Elvis talking with a fan at the edge of the stage.
von Braun Civic Center, Huntsville, Alabama
Note that the emblem from his belt is missing. It was loose and began to fall off during the show. When a fan brought it to Elvis' attention, he gave it to the lucky fan, performing the rest of the show without the emblem. (Elvis On Stage by Keith Alverson)
"I have seen over 30 shows, and this was without a doubt the worst I have ever seen." These words were spoken by Norway's best-known Elvis aficionado, Pal Granlund, after the first show of the tour in San Antonio, Texas.
Elvis opened the show promisingly with fairly energetic movements and a good version of "See See Rider". But Elvis' movements, in his highly obese condition, were no longer an aesthetic pleasure. There were high points - but the show lacked a couple of songs of good calibre to deserve to be called good. Elvis was not in shape to really exert himself more than three times - during "Hurt" and "America the Beautiful" - too short a supply for a whole concert.
The Houston concert the next day was a catastrophe. Elvis appeared dull, unsteady and half asleep during the beginning of the show. "America the Beautiful" came as pleasant surprise to the audience. Elvis was, unbelievably - given the condition he was in - able to spellbind, touch the heart of the audience. But that was all Elvis managed during this concert. He was burnt out after one song.
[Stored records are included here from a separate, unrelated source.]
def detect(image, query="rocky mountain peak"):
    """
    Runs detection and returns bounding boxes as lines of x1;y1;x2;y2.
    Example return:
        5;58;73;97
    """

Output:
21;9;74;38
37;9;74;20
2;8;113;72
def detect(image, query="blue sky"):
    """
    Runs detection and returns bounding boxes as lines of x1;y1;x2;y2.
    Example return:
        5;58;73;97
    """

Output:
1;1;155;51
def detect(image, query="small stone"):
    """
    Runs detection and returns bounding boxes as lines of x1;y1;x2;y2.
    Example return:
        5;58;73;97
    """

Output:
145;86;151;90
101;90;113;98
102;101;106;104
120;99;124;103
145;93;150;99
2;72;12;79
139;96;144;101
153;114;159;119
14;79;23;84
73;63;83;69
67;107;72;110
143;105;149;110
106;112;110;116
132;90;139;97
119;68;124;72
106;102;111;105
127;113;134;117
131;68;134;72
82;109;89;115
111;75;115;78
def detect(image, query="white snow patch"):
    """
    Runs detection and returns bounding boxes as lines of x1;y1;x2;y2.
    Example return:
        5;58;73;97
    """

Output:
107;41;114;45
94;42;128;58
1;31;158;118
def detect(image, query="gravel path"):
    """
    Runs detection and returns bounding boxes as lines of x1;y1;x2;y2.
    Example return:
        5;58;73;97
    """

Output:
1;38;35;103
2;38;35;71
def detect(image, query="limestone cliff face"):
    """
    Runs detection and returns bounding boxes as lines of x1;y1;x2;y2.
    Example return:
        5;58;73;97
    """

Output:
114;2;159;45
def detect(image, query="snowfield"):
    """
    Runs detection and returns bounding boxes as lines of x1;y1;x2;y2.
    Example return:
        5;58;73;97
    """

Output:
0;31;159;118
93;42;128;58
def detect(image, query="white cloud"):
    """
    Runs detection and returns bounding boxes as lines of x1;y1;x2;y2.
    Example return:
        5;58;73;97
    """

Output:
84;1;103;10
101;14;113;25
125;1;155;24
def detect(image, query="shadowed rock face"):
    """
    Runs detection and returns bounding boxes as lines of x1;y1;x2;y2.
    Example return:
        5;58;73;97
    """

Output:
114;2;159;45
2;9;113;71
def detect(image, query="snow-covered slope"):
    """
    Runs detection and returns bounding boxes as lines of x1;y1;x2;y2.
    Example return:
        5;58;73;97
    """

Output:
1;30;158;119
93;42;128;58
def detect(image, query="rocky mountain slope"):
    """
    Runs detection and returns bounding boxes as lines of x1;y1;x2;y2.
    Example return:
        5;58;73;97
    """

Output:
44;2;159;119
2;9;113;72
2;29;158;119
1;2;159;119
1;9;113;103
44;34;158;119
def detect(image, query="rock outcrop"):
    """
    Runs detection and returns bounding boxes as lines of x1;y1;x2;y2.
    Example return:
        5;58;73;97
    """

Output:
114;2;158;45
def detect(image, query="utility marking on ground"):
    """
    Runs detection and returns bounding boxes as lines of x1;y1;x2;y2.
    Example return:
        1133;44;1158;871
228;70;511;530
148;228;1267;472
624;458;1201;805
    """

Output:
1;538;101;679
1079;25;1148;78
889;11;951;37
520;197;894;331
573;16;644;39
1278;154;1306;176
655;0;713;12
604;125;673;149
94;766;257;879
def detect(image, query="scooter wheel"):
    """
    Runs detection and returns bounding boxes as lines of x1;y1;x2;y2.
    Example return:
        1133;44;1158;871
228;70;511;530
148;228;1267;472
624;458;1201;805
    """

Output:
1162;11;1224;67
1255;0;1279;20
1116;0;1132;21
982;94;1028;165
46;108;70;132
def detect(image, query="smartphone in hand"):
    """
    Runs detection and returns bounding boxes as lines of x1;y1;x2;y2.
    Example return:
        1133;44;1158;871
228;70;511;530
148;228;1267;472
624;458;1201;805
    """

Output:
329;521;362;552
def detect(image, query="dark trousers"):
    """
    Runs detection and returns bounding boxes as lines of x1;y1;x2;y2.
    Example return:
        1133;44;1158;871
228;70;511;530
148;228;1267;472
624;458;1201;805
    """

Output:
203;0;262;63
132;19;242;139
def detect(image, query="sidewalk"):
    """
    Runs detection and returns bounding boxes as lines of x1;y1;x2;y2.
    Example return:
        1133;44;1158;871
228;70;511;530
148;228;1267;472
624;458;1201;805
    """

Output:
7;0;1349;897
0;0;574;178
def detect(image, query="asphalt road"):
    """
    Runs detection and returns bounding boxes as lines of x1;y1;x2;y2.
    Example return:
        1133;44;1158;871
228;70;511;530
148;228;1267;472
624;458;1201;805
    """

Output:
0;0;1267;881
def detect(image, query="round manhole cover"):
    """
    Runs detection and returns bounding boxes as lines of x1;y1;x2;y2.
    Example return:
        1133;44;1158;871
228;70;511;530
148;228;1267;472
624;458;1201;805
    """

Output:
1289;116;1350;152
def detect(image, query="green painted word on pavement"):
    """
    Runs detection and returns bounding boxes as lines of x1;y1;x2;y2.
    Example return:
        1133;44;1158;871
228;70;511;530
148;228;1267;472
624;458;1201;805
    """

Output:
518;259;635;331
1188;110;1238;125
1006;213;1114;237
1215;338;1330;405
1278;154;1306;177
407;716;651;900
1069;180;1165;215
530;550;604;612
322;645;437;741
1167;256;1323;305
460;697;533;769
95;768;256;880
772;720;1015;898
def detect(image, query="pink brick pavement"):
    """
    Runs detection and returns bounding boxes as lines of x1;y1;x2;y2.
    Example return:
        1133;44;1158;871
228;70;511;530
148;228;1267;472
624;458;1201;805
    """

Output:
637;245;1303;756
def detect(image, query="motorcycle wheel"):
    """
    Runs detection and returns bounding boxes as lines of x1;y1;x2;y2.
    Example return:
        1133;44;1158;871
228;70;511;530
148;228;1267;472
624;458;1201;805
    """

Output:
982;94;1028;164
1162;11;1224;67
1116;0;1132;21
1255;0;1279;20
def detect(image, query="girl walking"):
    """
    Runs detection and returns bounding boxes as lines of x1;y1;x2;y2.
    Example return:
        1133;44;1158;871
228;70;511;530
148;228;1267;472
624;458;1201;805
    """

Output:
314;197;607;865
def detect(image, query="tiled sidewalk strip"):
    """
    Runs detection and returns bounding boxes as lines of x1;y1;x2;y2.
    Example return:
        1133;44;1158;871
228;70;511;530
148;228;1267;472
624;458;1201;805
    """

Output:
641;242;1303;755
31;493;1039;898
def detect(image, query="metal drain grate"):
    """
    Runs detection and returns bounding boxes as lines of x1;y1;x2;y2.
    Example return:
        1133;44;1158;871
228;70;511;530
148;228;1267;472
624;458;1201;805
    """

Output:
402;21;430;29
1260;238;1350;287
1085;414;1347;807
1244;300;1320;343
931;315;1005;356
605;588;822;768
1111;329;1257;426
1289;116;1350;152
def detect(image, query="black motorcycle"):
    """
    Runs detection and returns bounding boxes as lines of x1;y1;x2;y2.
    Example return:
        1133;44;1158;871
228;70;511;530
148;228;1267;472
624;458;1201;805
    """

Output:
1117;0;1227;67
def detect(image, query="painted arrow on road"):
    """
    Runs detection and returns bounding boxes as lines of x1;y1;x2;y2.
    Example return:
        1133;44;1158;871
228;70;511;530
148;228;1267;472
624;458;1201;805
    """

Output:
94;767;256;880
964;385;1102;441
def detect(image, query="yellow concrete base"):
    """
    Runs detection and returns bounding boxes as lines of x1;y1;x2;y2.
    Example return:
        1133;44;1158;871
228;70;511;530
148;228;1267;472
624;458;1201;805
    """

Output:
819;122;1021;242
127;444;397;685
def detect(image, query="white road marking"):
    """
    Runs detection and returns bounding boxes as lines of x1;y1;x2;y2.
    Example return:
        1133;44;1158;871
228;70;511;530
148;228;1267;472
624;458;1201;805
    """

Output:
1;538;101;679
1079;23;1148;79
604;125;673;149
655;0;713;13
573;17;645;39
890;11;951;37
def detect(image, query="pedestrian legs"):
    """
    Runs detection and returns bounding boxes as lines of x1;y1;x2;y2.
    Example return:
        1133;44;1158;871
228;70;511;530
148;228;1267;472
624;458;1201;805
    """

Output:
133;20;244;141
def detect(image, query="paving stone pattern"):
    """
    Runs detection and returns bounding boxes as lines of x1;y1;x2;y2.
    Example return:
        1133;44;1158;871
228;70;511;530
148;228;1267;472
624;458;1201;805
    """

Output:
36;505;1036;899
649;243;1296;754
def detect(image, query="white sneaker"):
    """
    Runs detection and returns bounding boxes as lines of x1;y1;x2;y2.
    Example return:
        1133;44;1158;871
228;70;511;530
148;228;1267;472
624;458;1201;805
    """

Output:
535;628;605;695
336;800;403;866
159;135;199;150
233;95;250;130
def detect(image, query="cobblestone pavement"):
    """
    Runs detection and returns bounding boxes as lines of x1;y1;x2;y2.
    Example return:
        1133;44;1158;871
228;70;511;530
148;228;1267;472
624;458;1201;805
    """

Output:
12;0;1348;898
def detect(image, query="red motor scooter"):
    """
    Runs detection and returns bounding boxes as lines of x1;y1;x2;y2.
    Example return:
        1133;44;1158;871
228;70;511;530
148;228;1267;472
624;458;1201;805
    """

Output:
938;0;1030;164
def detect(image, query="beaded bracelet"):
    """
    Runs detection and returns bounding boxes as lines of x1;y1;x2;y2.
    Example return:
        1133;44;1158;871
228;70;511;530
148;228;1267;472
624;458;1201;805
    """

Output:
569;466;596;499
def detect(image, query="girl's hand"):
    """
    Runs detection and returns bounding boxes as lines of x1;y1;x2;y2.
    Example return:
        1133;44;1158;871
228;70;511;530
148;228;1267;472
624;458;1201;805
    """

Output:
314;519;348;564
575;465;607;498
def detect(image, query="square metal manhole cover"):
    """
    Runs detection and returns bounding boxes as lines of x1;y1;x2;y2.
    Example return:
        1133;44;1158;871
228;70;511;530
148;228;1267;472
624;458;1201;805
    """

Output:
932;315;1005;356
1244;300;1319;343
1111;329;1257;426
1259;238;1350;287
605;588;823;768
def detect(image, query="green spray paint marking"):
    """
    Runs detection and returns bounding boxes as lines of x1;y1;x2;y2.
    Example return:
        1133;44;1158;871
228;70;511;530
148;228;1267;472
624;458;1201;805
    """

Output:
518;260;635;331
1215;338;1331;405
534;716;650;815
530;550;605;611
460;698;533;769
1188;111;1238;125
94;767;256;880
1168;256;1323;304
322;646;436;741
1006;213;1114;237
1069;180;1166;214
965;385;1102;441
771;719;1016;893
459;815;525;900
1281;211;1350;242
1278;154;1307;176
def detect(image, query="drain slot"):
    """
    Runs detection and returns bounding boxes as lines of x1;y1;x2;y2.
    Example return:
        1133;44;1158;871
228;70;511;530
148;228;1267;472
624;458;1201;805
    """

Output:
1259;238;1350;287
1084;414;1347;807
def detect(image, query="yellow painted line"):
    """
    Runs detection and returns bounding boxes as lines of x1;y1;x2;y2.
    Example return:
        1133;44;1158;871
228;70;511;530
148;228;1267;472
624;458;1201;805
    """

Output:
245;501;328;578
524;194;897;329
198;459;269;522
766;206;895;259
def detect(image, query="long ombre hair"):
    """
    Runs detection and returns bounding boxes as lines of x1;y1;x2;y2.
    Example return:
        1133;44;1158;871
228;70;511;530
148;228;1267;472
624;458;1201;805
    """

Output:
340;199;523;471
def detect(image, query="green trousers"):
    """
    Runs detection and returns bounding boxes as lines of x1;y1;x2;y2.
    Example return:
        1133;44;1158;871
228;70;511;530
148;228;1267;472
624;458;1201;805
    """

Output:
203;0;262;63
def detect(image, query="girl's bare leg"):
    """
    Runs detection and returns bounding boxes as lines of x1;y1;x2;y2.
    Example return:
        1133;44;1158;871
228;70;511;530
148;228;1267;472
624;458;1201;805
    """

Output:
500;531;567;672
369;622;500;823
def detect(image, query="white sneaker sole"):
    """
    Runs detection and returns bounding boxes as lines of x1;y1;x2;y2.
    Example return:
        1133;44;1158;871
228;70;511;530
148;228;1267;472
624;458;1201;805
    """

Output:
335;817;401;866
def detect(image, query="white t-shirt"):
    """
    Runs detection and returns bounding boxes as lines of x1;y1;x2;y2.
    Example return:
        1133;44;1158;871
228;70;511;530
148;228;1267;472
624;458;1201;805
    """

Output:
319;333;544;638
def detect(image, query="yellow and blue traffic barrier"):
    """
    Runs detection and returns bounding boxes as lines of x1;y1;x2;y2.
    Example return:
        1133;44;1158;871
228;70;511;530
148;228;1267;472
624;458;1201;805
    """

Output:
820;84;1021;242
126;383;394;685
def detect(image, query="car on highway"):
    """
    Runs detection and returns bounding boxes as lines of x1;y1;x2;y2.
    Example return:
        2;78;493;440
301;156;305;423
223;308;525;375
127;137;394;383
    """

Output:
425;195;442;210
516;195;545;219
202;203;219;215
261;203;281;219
The audience was in a state of shock.
It was quite normal that Elvis wasn't in a good mood during the matinee shows - Elvis wasn't quite awake at that time of day. The effect of the large dose of sleeping tablets that Elvis took to get to sleep had not worn off. But this alone is not the only explanation for as poor a show as the Houston show. It looked like Elvis was completely and totally in a world of his own. The news of the West / Hebler book was worrying him terribly, but other things were on his mind too.
The disinterest was very obvious to everyone. One incident occurred when a little girl in a plaster cast was carried to the stage. Elvis seemed reluctantly to give her a scarf, and then just walked away. She then held a pen to him and he signed the cast, but he made no fuss of her at all. Elvis usually went out his way for children. While he sang "And I Love You So", he was near to tears, especially during the lines 'how lonely life can be'. He really wondered who his 'real' friends were.
But even on this miserable tour Elvis held some god shows, like the ones in Macon, Jacksonville, Tampa and Huntsville. Elvis felt as miserable as he looked during this tour. The Imperial member Joe Mescale met Elvis in Huntsville: "He was fat and sick. He asked everybody to leave the room when I came - Sheila Ryan was with him. He told me he was so ill. He said 'I don't even want to be here'."
The West / Webler situation was a big mental strain. Elvis said that the imminent publication of the book made him feel as though he had been betrayed by his best friends. "How lonely life can be" was probably no longer just any lyric to Elvis.